Nel relazionarsi con questo obbligo dei servizi, nella negoziazione che la legge 180 prevede in ogni suo passaggio, prende forma la possibilità di comprendere, di essere con l’altro, di collocare quella condizione, di frequente molto dolorosa, nella storia di quella persona, nelle relazioni, nei contesti. L’aggettivo obbligatorio prima di tutto, dunque, dice che l’altro esiste. Posso obbligare qualcuno con un’ordinanza, una norma, una legge quando ho riconosciuto la sua autonomia e la sua possibilità di rifiuto. Il compito che la legge indica al medico è quello di interrogarsi, di mettersi al centro delle controverse questioni etiche, di cercare il consenso alle cure con pazienza e tenacia. E lì dove ciò non accada, di farsi carico del rifiuto con una scelta responsabile che garantisca i diritti della persona, primo fra tutti quello di essere curato. Riconoscendo che non si può assumere il rifiuto per sostenere il rispetto sempre e comunque della libera scelta dell’individuo. Molto spesso forzare il rifiuto di persone che vivono costrette da una condizione di severo disagio individuale, relazionale e sociale, apre alla possibilità di rimontare abbandono, solitudine, miseria morale e materiale. In quel dialogo che deve instaurarsi tra il servizio e il cittadino compare la persona, l’individuo, la sua storia, i suoi bisogni. Se questo punto di equilibrio si incrina, se le istituzioni che autorizzano il TSO ed i servizi che lo mettono in pratica lo fanno presupponendo l’equazione disturbo mentale = pericolosità, interpretando il TSO come una pratica di prevaricazione e coercizione, la responsabilità va cercata nel fallimento di politiche regionali coerenti per la salute mentale, nel declino dei servizi di salute mentale comunitari, nell’inconsistenza delle scuole di formazione, nella sottrazione costante delle risorse.

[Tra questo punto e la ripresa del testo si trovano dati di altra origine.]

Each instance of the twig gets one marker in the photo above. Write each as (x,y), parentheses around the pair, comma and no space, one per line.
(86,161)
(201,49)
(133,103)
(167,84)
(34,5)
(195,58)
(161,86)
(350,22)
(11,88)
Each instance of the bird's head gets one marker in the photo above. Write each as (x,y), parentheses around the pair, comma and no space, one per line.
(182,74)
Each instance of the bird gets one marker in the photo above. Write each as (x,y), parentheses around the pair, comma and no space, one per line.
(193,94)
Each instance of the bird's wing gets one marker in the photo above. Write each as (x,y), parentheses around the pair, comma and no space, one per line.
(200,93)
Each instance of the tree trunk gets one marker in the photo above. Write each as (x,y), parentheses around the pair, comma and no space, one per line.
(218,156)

Nel tentativo di affrontare queste questioni alla Camera dei Deputati e al Senato della Repubblica, l’onorevole Elena Carnevali la senatrice Paola Boldrini, entrambe del Partito Democratico, ha presentato lo scorso 14 maggio il disegno di legge Disposizioni in materia di tutela della salute mentale volte all’attuazione e allo sviluppo dei princìpi di cui alla legge 13 maggio 1978, n. 180, provvedimento che punta a conferire ulteriore efficacia ai principi della Legge 180/78, individuando linee guida per evitare che il TSO subisca distorsioni e produca gratuite nei confronti delle persone. L’articolo 10 recita: «Nei confronti delle persone sottoposte a trattamento sanitario obbligatorio, è punita ogni violenza fisica e morale e non è ammessa alcuna forma di misura coercitiva che si configuri quale ulteriore restrizione della libertà personale.» Il disegno di legge si preoccupa anche di prevedere un’ulteriore garanzia sostanziale e processuale contro la disumana pratica della contenzione meccanica nei servizi psichiatrici e valorizzare così ulteriormente la concreta applicazione nell’attuale contesto costituzionale, normativo e sociale.